Guidance on Recycling
The lack of regulatory harmonization on the collection of packaging has led to consumer confusion on what is recyclable and what is not. Guidance for consumers on what can and cannot be recycled is thus needed, and brand owners have responded. For example, the placement of How2Recycle labels by the Sustainable Packaging Coalition on food packaging has grown each year since 2012. According to Kelly Cramer, lead of How2Recycle and director of program management at GreenBlue, the program adds integrity to the recycling process. “We conduct a custom recyclability assessment based on the package composition to assign the correct How2Recycle label,” Cramer says. “And since late 2017, we have issued over 50,000 specific recommendations for packaging design improvement for recyclability to our How2Recycle members.” Surveys indicate that 57% of consumers may be more likely to purchase a product featuring the How2Recycle label.

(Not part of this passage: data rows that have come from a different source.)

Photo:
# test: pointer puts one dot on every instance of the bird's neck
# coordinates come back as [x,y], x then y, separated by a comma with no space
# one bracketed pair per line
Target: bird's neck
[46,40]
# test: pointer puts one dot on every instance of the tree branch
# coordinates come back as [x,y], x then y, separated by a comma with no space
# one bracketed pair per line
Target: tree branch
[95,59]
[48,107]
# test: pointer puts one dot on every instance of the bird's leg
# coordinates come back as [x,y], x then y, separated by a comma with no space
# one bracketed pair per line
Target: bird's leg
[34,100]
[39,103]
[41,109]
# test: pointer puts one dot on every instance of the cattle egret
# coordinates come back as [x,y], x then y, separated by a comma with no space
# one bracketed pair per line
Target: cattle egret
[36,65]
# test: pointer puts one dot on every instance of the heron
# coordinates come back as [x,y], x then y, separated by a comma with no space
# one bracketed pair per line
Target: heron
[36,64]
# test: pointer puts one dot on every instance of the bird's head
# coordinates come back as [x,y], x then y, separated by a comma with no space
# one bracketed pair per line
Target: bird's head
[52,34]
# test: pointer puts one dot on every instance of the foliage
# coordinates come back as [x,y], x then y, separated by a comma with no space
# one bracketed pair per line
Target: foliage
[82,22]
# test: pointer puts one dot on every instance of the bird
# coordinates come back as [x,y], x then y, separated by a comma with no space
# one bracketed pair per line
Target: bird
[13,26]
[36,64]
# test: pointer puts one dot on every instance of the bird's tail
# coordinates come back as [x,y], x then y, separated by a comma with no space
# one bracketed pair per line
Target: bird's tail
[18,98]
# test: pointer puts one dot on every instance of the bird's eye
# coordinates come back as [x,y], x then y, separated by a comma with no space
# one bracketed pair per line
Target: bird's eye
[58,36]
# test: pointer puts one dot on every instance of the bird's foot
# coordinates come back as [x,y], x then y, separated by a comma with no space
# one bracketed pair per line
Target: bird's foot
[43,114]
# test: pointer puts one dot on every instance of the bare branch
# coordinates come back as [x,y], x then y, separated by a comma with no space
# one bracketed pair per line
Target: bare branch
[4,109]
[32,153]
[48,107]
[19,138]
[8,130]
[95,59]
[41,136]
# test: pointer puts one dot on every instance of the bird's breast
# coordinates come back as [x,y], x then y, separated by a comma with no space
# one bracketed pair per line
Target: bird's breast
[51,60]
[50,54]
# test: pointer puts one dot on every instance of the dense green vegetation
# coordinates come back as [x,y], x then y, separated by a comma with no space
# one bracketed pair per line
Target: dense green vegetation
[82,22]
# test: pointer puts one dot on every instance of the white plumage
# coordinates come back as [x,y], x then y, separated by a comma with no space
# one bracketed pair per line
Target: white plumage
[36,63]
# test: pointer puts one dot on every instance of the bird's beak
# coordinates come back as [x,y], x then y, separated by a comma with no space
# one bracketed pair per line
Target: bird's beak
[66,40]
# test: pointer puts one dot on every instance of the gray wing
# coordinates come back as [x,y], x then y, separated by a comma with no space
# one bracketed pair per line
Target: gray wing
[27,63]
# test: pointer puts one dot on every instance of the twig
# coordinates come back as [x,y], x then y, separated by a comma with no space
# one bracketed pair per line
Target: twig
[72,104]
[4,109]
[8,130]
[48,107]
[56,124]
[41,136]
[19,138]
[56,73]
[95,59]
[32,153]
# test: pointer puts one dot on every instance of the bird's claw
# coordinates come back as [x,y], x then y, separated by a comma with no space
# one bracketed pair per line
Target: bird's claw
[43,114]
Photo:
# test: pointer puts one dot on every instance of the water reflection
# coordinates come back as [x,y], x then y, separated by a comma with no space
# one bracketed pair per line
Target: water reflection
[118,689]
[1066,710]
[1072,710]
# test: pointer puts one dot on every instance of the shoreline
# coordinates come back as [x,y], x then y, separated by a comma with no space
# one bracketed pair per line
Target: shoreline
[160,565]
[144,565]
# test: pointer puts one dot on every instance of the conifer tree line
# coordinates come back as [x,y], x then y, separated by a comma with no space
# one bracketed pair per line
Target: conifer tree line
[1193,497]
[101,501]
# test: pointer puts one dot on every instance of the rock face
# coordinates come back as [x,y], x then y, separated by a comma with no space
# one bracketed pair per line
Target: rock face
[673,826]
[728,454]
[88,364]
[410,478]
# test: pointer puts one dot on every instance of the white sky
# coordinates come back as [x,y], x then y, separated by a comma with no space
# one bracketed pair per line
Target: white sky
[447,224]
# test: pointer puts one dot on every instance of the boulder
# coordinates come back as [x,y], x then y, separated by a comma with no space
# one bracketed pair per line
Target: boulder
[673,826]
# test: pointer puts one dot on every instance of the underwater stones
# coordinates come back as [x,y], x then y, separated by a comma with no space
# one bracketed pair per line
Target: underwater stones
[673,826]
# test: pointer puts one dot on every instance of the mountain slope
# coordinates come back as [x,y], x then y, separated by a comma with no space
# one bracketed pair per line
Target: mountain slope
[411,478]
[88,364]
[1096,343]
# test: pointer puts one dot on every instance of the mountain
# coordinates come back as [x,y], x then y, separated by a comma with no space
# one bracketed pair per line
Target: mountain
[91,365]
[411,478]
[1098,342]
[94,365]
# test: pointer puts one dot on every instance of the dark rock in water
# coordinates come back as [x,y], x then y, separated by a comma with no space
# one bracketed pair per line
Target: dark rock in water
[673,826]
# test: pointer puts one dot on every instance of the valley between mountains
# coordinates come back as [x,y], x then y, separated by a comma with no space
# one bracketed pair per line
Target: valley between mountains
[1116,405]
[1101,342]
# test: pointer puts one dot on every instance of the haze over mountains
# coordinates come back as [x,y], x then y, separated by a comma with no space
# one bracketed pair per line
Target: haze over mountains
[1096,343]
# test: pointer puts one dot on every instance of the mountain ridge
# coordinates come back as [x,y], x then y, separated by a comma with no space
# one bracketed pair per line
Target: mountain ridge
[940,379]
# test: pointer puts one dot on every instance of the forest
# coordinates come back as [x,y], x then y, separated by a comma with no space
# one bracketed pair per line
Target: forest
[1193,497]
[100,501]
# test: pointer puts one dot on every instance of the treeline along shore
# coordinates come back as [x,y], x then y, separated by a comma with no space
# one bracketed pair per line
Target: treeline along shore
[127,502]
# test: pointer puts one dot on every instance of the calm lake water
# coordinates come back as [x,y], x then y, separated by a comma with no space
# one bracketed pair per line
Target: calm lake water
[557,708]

Recycling rates have increased due to the simplicity of single-stream recycling that requires separation by recyclers; currently, 55% of U.S. consumers recycle. However, 25% of recyclable material collected from consumers is contaminated. Securing an uncontaminated supply of recycled packaging can help fuel a lower cost supply of PCR packaging.
Package deposit legislation within some U.S. states and other countries result in increased recycling rates because of the consistent guidance and financial incentive to consumers. For example, in Oregon, recycling rates of beverage containers reached 90% after passage of a bottle deposit program. The use of extended producer responsibility to link package disposal to package design and choice of materials is another way to provide guidance to consumers on the cost of disposal and recycling.
Harmonization of regulations approving recycled content for direct food contact would allow global companies to use PCR packaging consistently and enable the sourcing of PCR packaging to reach the volume pricing of virgin packaging materials. However, regulations on the permitted use of recycled content in direct content with foods are not globally harmonized.
In the United States, an NOL from the FDA indicates that the agency has reviewed migration data and that the specific recycled material can be used in direct contact with food. Critically, although processes are often shared in submissions to the FDA, materials versus recycling methods are approved. In the European Union, packaging for food contact is assessed by the method in which they are produced in a series of steps involving the European Commission as well as the European Food Safety Authority. However, member states can also have separate regulations, so there is an additional need for harmonization. China’s regulations on food-contact materials align with most European directives.